The US dollar was slightly down on Friday, posting its first weekly drop in a month, as a sentiment boost from better-than-expected jobs data in the United States was tempered by surging COVID-19 cases.
The US Department of Labor on Thursday said that payrolls surged last month, but the reaction in currencies was limited. Even after two months of job recovery from May, the US economy has regained just more than one-third of an historic plunge of 20.787 million jobs lost in April.
Against a basket of currencies, the dollar the US dollar saw its biggest daily gains this week.
“In a week characterized by dropping FX volatility, the dollar looks to be re-establishing a gentle bear-trend as equities keep showing complacency to grim contagion news,” FX strategists at ING wrote in a note to clients.
“Such complacency still indicates the short-term outlook for risk assets is not lacking hurdles, but there is still a material chance we have seen the peak in the dollar,” they added.
Riskier currencies edged up, with the New Zealand dollar up 0.3 percent at 0.6528 versus the US dollar and the Australian dollar up 0.2 percent at 0.69395.
The Norwegian krone rose about 0.5 percent versus the dollar, at 9.487, on track for its best week since the first week of June .
The euro was little changed against the US dollar, at 1.1237. It gained against the safe-haven Swiss franc and fell versus the commodity-driven Norwegian krone.
Traders have been balancing hopes for an economic recovery with surging COVID-19 infections, particularly in the US, where infections are rising in the majority of states.
“We are surprised about an emerging consensus that a much-faster-than-expected recovery justifies support for risk assets.

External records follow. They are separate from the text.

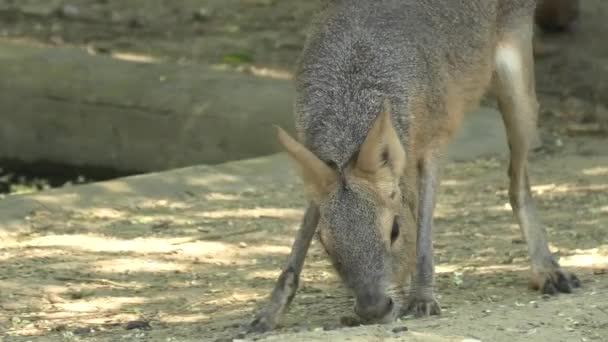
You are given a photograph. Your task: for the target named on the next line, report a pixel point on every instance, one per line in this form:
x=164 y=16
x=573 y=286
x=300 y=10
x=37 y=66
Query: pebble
x=70 y=11
x=397 y=330
x=202 y=14
x=144 y=325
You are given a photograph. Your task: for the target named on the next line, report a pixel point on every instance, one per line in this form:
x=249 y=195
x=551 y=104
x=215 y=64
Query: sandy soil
x=187 y=257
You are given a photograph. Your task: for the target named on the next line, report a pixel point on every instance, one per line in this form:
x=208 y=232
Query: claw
x=423 y=307
x=556 y=282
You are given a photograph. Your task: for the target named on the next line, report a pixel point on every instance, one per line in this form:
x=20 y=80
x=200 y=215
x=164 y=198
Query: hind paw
x=555 y=282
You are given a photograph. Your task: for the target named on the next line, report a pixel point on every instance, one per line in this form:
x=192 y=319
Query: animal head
x=365 y=226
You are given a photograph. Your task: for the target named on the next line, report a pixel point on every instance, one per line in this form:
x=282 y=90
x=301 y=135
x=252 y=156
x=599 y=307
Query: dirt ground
x=187 y=256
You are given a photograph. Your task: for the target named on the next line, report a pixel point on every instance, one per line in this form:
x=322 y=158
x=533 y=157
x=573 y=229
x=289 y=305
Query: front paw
x=555 y=281
x=422 y=306
x=262 y=322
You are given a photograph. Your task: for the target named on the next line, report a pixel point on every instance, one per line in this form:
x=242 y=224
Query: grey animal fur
x=432 y=60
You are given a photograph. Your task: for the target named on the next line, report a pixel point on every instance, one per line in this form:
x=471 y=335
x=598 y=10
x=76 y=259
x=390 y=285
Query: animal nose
x=373 y=306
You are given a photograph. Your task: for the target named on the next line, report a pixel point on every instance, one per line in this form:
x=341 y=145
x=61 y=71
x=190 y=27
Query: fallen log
x=64 y=105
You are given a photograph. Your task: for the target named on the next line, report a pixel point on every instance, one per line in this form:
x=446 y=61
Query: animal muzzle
x=374 y=306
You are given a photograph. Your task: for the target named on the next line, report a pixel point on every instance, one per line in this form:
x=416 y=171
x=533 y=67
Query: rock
x=142 y=325
x=69 y=11
x=400 y=329
x=201 y=14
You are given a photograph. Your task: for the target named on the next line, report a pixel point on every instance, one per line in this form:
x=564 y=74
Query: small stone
x=143 y=325
x=69 y=11
x=82 y=331
x=401 y=329
x=349 y=321
x=201 y=14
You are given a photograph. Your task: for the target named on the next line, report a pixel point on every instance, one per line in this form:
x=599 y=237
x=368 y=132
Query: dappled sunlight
x=282 y=213
x=100 y=303
x=568 y=188
x=216 y=196
x=133 y=264
x=94 y=243
x=270 y=73
x=596 y=171
x=132 y=57
x=211 y=179
x=454 y=183
x=185 y=318
x=116 y=186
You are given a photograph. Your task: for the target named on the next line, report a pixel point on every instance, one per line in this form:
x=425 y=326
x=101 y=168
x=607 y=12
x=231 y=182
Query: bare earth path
x=186 y=255
x=192 y=251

What we see in the latest data is just base effects, as economies exit the lockdown,” Bank of America FX strategists Michalis Rousakis and Rohit Garg wrote in note.
“We would expect global output to stabilize soon to well below pre-crisis levels. This is not a V,” they added.
US states have postponed and, in some cases, reversed plans to let stores reopen.
“The chances have risen that risk aversion will rise again over the coming days due to the negative news flow, allowing the dollar to appreciate, rather than optimism making further ground,” Commerzbank analyst Antje Praefcke wrote.
“The downside in EUR-USD still seems to be the weaker side currently,” she added.
Relations between the US and China are also in focus over China’s strategy in Hong Kong.
The US dollar rose against the New Taiwan dollar on Friday, gaining NT$0.023 to close at NT$29.609, up 0.51 percent from last week’s NT$29.762.
Turnover totaled US$752 million during the trading session. The greenback opened at NT$29.590, and moved between NT$29.420 and NT$29.620 before the close.